For a given systematic review, its relevant documents share higher pair-wise similarity than that of irrelevant documents.

We find that this observation is valid in our reproduction, as demonstrated by Figure 2. In order to produce this plot, irrelevant studies were randomly under-sampled ten times. The number of non-relevant studies is always the same as the number of relevant studies for each topic. This means it is unlikely that we will produce the exact result initially found for this observation by Lee and Sun. Furthermore, one reason that the average pairwise similarity for the relevant studies may not match the original results is that the textual content of studies on PubMed may have changed or been updated. Rather than using a dump of PubMed from 2017, we used the latest version of studies on PubMed, as it is unknown the exact date that studies were extracted from PubMed in the original paper, and the CLEF TAR dataset does not give an exact date.

Observation 2.2.

Relevant documents for a given systematic review share high commonality in terms of clinical terms.

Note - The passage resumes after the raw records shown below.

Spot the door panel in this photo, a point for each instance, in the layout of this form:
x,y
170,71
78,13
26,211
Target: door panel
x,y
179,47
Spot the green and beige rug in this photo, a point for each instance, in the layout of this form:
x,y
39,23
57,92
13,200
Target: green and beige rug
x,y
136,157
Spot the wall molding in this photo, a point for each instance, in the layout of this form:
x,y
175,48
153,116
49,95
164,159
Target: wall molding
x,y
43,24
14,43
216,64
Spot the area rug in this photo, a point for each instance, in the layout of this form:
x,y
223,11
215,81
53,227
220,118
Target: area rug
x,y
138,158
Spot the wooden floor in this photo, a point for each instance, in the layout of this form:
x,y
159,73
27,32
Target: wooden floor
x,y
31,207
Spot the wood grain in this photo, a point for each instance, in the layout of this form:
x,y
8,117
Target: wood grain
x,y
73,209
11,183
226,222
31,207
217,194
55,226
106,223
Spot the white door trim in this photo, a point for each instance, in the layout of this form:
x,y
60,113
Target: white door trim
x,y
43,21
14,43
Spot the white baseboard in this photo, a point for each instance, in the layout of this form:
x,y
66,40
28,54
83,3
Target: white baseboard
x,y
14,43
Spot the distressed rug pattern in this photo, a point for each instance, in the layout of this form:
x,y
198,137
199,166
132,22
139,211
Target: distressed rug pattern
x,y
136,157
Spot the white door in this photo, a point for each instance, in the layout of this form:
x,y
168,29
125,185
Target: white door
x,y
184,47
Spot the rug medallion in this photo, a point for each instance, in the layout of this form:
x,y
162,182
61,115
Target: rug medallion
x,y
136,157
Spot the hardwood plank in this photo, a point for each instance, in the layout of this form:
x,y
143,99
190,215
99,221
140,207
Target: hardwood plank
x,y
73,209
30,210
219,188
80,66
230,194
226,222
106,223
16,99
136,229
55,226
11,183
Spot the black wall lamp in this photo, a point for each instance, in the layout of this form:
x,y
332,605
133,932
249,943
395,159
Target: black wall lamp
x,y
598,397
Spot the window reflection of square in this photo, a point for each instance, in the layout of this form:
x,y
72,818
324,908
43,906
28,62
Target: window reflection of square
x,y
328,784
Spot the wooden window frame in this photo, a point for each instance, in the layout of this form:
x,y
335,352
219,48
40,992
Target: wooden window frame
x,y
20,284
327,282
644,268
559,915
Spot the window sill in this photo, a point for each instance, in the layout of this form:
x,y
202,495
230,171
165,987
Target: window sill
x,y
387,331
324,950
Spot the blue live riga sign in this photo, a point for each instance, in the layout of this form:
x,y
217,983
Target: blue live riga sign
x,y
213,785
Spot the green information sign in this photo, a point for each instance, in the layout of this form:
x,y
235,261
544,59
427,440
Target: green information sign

We found that this observation is also valid in our reproduction, as demonstrated in Figure 2. It can be seen that the commonality of terms for the bag of words (BOW) and bag of clinical words (BOC) representations closely match those reported by Lee and Sun. However, we also found that with some minor modifications to the pre-processing of studies, we achieved a similar (yet still lower) commonality for terms using the BOW representation. We believe that the BOC representation shares a higher commonality of terms because the vocabulary size is smaller than the BOW representation. Naturally, with a smaller vocabulary, it is more likely for studies to share common terms. When pre-processing studies using the method described in original paper, we find that BOC terms count for 4.6% of the vocabulary, while they account for 31.2% using our pre-processing. In fact, our BOW vocabulary is only 14.8% their BOW vocabulary. Note that BOC is a distinct subset of BOW.

Refer to caption — Figure 1: Intra-similarity between relevant studies and irrelevant studies.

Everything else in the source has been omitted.